While the world is distracted by the events in Ukraine, international negotiators have been going full steam trying to restore the 2015 Iran nuclear deal. From all appearances, it seems Iran and the Big Powers are on the verge of sealing an agreement. Success of negotiations would bring the US back into the accord, and it would also mean that sanctions on Iran would be lifted in exchange for limiting its nuclear programme.
On paper, all this looks good. But, are the provisions of the deal really enough to prevent Iran from acquiring a nuclear bomb in the near or distant future? Though it has always said that its programme is intended for peaceful purposes, Iran has a history of fibbing about its nuclear intentions. Besides, verification provisions in the past have proved to be woefully insufficient.
Another issue springing from the negotiations is Iran’s demand for ‘inherent guarantees’ — in other words, Tehran wants to ensure that no future US president would withdraw from the agreement. But would it make sense for any US administration to actually give such a guarantee?
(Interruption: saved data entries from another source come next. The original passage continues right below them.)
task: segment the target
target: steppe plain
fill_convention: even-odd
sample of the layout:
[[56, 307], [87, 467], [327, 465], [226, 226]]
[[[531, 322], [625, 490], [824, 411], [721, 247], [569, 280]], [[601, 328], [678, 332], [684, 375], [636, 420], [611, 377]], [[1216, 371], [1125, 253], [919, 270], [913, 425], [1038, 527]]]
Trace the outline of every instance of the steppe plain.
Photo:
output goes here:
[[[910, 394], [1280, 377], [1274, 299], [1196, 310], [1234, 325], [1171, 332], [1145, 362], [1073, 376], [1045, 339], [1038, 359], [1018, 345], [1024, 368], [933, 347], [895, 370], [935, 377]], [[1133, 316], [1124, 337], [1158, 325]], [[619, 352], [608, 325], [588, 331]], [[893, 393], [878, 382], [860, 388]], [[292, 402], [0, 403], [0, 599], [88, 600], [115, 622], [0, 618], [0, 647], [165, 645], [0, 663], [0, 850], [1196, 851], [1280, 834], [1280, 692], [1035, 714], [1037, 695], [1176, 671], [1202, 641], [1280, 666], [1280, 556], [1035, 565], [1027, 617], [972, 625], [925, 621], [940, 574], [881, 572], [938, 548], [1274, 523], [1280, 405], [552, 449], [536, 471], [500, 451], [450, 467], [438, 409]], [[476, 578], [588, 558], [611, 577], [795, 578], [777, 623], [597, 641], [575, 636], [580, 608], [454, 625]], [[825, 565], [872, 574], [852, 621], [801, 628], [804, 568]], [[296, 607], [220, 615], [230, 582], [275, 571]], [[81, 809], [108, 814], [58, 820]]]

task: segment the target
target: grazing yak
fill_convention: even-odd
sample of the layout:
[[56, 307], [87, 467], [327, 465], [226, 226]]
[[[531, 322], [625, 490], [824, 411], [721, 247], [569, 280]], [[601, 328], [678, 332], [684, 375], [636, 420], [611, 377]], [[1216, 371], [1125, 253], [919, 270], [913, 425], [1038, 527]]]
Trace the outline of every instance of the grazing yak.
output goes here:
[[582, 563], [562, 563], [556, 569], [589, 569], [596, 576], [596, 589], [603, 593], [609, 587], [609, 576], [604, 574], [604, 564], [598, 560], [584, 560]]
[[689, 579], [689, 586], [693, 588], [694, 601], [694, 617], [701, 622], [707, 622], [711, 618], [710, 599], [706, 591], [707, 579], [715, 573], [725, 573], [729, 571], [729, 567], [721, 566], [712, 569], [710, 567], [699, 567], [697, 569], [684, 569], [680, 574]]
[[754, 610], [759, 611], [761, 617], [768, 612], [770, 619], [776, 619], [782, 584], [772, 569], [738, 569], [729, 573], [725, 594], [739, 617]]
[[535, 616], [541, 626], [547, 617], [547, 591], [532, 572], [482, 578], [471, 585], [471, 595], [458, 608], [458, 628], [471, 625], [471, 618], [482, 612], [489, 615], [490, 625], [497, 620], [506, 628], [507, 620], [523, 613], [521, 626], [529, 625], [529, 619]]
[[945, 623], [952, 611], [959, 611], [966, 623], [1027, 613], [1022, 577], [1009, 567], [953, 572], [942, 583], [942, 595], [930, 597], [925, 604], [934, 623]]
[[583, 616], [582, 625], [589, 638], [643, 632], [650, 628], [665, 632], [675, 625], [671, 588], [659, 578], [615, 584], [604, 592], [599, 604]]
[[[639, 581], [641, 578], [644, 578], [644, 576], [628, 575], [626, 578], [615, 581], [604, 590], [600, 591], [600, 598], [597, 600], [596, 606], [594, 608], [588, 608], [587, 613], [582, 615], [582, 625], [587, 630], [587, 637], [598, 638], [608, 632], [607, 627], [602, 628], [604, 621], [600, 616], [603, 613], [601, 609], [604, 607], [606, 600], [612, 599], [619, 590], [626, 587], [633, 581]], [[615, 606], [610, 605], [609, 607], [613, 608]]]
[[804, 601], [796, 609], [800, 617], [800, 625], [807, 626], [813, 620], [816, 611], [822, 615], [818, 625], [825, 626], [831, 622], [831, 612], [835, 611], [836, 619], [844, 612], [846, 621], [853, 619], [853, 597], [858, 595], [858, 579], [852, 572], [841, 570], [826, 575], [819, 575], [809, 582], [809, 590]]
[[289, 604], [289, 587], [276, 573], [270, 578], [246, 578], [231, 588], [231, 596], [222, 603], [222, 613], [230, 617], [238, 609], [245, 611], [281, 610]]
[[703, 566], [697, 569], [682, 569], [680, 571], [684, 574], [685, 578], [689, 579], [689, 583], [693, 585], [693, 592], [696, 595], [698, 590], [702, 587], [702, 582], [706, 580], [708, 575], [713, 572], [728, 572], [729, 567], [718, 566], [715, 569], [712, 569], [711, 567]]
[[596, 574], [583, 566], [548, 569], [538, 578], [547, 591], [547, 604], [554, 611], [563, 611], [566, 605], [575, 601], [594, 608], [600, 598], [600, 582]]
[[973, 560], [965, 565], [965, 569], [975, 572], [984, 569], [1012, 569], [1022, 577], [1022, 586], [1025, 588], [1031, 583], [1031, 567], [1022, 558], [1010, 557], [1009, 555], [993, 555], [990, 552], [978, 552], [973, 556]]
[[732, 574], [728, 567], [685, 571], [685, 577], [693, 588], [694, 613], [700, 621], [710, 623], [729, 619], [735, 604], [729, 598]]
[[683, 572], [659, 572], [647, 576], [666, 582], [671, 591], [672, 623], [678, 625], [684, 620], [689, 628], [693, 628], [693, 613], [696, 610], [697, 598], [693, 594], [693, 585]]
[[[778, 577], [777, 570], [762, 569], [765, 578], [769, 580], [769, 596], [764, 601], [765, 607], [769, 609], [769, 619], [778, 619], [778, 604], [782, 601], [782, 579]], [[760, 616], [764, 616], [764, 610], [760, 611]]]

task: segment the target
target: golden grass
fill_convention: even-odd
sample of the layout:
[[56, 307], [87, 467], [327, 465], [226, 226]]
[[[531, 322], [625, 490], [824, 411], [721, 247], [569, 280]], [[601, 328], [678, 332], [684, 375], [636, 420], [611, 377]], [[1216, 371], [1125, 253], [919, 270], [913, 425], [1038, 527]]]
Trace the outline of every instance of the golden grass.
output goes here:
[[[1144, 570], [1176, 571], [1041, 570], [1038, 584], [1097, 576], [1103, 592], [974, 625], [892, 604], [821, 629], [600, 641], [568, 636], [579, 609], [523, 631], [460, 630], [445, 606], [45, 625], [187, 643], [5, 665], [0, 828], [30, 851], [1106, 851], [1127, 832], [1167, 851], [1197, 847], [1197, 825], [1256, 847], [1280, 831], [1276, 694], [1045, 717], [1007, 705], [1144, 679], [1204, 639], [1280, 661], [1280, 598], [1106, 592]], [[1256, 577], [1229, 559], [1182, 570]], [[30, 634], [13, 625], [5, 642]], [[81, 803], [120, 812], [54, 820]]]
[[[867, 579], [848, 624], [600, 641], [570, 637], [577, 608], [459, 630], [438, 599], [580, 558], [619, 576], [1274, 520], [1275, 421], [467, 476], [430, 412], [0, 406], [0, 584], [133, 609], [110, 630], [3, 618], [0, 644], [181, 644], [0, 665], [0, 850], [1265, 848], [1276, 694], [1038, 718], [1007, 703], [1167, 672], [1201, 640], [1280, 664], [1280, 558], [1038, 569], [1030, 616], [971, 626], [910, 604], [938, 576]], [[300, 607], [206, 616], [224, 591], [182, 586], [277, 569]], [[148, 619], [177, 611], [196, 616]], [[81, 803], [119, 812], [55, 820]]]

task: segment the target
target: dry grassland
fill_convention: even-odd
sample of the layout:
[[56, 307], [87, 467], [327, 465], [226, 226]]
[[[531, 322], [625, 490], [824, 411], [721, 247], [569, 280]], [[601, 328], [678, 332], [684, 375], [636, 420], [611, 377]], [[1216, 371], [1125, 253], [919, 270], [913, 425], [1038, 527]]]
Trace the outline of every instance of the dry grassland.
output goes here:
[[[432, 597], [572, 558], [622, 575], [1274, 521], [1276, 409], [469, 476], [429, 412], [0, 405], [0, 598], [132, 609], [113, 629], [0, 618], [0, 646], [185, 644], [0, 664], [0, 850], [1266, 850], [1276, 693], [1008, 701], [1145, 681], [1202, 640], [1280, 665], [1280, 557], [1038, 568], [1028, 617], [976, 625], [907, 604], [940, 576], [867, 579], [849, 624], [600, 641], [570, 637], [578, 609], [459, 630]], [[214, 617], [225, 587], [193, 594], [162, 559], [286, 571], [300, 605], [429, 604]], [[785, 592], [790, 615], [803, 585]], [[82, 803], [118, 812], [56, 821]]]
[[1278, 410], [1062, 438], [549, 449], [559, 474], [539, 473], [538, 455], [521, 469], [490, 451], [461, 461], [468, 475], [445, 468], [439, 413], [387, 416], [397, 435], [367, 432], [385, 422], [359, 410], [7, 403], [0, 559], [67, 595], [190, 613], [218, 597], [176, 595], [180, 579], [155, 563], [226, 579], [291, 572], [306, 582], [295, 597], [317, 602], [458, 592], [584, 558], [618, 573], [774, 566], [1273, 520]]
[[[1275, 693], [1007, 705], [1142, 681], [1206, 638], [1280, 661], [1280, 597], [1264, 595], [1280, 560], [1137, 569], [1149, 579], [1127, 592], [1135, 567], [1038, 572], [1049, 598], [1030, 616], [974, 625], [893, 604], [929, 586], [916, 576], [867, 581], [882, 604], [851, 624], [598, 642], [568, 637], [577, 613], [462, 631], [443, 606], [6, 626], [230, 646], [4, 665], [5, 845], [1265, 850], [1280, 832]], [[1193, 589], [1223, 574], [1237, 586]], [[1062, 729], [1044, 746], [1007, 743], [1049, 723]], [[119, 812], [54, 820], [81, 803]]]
The US has said an agreement is ‘neither imminent nor certain’ and it has also cryptically said the onus is on Tehran to make decisions that it might consider difficult.
While the focus has rightly remained on Iran’s potential nuclear weapons ambitions, one thing left totally out of the picture is Tehran’s conventional weapons capabilities, such as its advanced ballistic missiles programme.
Iran has shown extreme willingness to share this technology with malign non-state actors in the region, who operate as Tehran’s proxies. The groups, such as Yemen’s Al Houthi militia, have repeatedly deployed Iranian-made and supplied weapons against Arab states. Their existence, and their possession of these weapons, constitutes a clear and present danger to peace and stability in the region. Any deal the Big Powers may get into with Iran must also focus on these issues, as they impact the entire neighbourhood.
Iran, a millennia-old civilisation steeped in culture and learning, is an intrinsic part of the Middle East. There is no denying that. The country is blessed with fertile soil, and hydrocarbon wealth. If Tehran changes its policies, a whole new world of opportunities will open up for it in the region.